A Promotoria da Saúde de João Pessoa ajuizou ação civil pública contra o Estado para regularização da distribuição do medicamento Olanzapina para portadores de doença mental que estão sem receber desde maio deste ano. Segundo o promotor de Justiça João Geraldo Barbosa, a ação foi distribuída para a 2ª Vara da Fazenda da Capital.

 

 

João Geraldo informou que, além de aguardar a apreciação do pedido de liminar desta ação, também aguarda a apreciação da petição que formulou junto ao juízo denunciando o descumprimento da ação civil que requer a regularização na distribuição de medicamentos para pacientes portadores de fibrose cística. “Estamos cobrando as medidas coercitivas como multa e sequestro já recepcionadas na ação”, disse.

 

“A Promotoria da Saúde vem enfrentando esta batalha jurídica em razão da inércia do Poder Executivo em cumprir sua obrigação constitucional com relação a garantir o direito à saúde e à vida dos cidadãos paraibanos, ao ponto de sequer cumprir as decisões judiciais ainda que beneficiado com algumas concessões de novos prazos a cumprir, o que desobedeceu e ainda assim permanece no estado de desobediência.
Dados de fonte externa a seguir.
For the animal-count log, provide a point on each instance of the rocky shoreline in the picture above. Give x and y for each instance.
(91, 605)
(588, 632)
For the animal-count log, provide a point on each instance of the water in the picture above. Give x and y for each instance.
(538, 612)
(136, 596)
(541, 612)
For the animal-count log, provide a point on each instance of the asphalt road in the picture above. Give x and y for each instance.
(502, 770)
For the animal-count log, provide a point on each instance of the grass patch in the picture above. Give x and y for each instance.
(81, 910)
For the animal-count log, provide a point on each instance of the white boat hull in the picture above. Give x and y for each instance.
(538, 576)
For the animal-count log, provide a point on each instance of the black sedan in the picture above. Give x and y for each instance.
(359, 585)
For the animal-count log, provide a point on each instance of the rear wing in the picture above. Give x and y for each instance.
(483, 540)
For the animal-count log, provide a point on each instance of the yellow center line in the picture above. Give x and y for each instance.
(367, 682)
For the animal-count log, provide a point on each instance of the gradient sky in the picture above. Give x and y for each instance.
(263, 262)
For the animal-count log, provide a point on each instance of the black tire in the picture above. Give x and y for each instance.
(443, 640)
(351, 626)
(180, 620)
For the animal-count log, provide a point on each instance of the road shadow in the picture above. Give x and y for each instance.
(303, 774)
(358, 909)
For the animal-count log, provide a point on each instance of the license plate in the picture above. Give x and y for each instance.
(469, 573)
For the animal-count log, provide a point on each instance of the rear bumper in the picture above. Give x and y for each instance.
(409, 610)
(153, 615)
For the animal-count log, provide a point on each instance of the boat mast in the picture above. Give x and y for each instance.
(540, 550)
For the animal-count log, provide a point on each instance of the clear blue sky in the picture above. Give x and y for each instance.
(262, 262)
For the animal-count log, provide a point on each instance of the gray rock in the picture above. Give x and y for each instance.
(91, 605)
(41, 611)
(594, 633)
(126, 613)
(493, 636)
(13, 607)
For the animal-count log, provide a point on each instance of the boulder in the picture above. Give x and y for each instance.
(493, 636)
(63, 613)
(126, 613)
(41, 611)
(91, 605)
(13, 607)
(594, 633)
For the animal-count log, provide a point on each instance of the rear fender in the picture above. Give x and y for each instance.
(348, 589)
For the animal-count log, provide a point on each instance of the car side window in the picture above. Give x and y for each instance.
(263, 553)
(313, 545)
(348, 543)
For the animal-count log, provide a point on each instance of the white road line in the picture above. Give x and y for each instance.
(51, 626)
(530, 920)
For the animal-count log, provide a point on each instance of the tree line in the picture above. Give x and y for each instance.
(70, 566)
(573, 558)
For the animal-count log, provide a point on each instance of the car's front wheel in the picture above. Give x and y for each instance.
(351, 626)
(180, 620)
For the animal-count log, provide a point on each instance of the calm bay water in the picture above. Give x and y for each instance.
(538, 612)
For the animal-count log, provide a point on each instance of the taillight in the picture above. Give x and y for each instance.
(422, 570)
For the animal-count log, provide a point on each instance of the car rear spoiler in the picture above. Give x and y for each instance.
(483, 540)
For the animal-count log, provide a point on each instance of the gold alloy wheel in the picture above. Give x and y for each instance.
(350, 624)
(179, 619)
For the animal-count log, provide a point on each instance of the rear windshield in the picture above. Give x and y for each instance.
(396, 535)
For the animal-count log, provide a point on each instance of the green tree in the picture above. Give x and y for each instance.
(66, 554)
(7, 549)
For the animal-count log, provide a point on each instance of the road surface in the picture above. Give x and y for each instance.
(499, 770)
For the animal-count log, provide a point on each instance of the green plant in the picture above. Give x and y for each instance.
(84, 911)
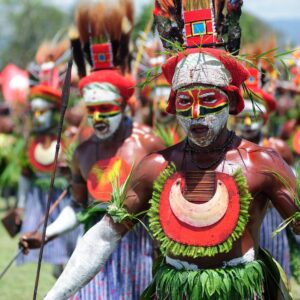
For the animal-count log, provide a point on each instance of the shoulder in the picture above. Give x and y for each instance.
(265, 161)
(84, 147)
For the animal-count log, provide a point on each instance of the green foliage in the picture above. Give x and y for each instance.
(60, 183)
(26, 25)
(240, 282)
(168, 246)
(142, 21)
(12, 159)
(165, 134)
Isso faz com que a Promotoria aguarde, juntamente com o cidadão reclamante de descaso do executivo, que essas medidas judiciais se tornem o mais rápido possível eficazes na forma em que foram exaradas”, explicou o promotor.

 

Neste contexto, o promotor evidenciou que, no último dia 18, a juíza da 5ª Vara da Fazenda Pública da Capital, Maria de Fátima Lúcia Ramalho, manteve sua decisão com relação à ação civil pública que trata de medicamentos para portadores do Mal de Alzheimer, cuja decisão em sua parte final dispôs o seguinte: “Isto posto, determino com a máxima urgência, o cumprimento da liminar como foi decidido, devendo o Senhor Secretário de Saúde efetuar imediatamente a compra de medicamentos com incidência de ICMS, como determina o Regimento do ICMS, no prazo de cinco dias, advertindo-o que após esse prezo, providências deste juízo serão adotadas, inclusive o bloqueio de verbas públicas”, diz a decisão da juíza.

 

João Geraldo ressaltou que, conforme mandado de intimação constante na folha 362 dos autos da ação, o secretário Waldson Dias de Souza, foi formalmente intimado no último dia 18. “Portanto, o prazo para que as verbas do Estado sejam bloqueadas, conforme decisão judicial, tem término na data de hoje, caso a situação dos medicamentos não seja regularizada no âmbito do objeto desta ação”, concluiu o promotor.